Tuesday, November 21, 2006

A Lost Tribe Returns (?)

From The Scotsman:
A group of 51 Indians who claim to be descendants of one of the ten lost biblical tribes were on their way to Israel last night, in what is viewed by their supporters as a fulfillment of prophecy.

They were converted to Judaism in India by rabbis after Israel's chief rabbinate last year recognised about 7,000 people from the remote north-eastern states of Mizoram and Minapur who claim ancient Israelite ancestry through belonging to the Bnei Menashe, one of the ten tribes that were lost after being exiled by the Assyrians in 586BC.

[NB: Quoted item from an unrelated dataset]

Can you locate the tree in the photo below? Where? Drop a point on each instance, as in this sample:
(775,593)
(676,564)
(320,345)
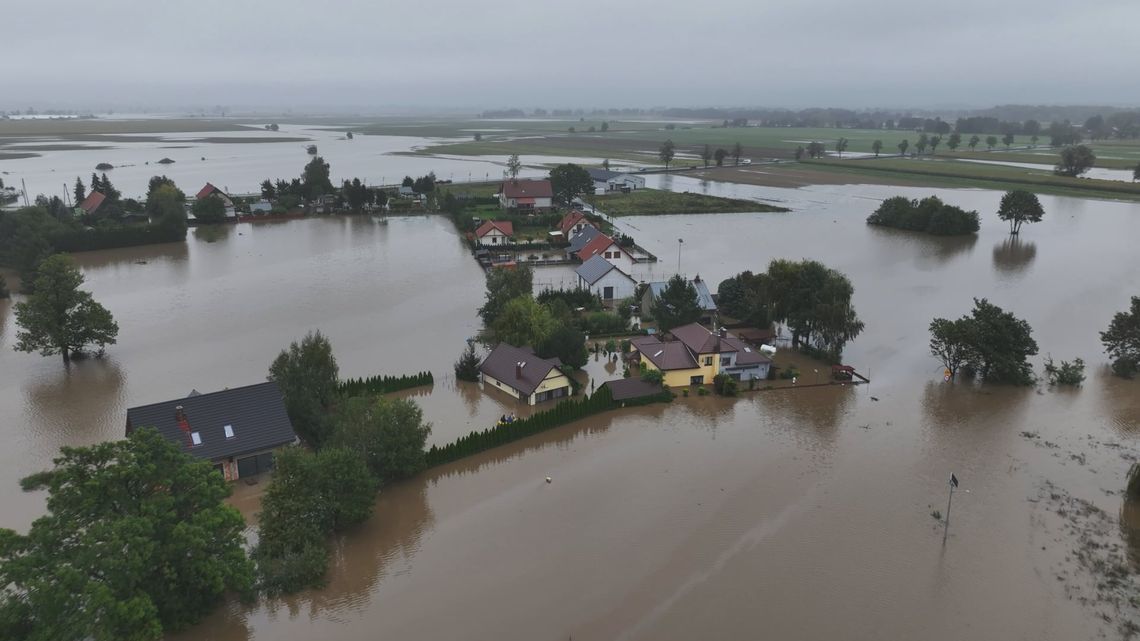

[…] The Indians' Jewish practices were observed after 1953, when a holy man from a remote village in Mizoram said the Holy Spirit had appeared to him in a vision, to explain that the Christian tribe he belonged to were actually the children of Menashe, son of the biblical Joseph, and that God instructed them to return to what he determined to be their previous religion, Judaism and to their homeland, Israel.

Some researchers say certain practices involving animal sacrifice were similar to ancient Hebrew traditions, while an ancient song among one tribe talked of crossing the Red Sea.

The tale of how the community's ancestors supposedly came to India's north-east - sandwiched between Bangladesh and Myanmar - is grand in its historical sweep but short on scientific support. Exiled from ancient Israel by the Assyrian empire around 730BC, the tribe was apparently forced east and travelled through Afghanistan and China before settling in what is now India's north-east.

On the way, they forgot their language, their history and most of their traditions.

[…] An Orthodox rabbi who has spent the last half century searching for descendants of the lost tribes is the man who "discovered" the sons of Menashe.

His quest to bring the lost tribes back to Israel began in 1979, when Eliyahu Avihayil was shown a letter sent to a friend from India, from a group calling itself "the Jews of north-east India".

"I decided to find out who they are," Rabbi Avihayil said.

"Within two years I held that they belonged to the tribe of Menashi."

Among the clues that he took to be telltale signs, he said, were traditions resembling those of the ancient Israelites, including having places of refuge for those who had killed someone by mistake.


Rabbi Avihayil said his research revealed that the descendants of Menasseh also practised circumcision, albeit with sharpened flint rather than a knife.

[…] By Rabbi Avihayil's estimate, there are tens of millions of descendants of the lost tribes of Israel living in Japan, Afghanistan, Pakistan, China, Thailand and Burma.

If these people can return to Orthodox Judaism after (according to the good Rabbi) having forgotten “their language, their history and most of their traditions,” perhaps there is hope that Liberal Protestants, who have forgotten the same things, can return to Orthodox Christianity.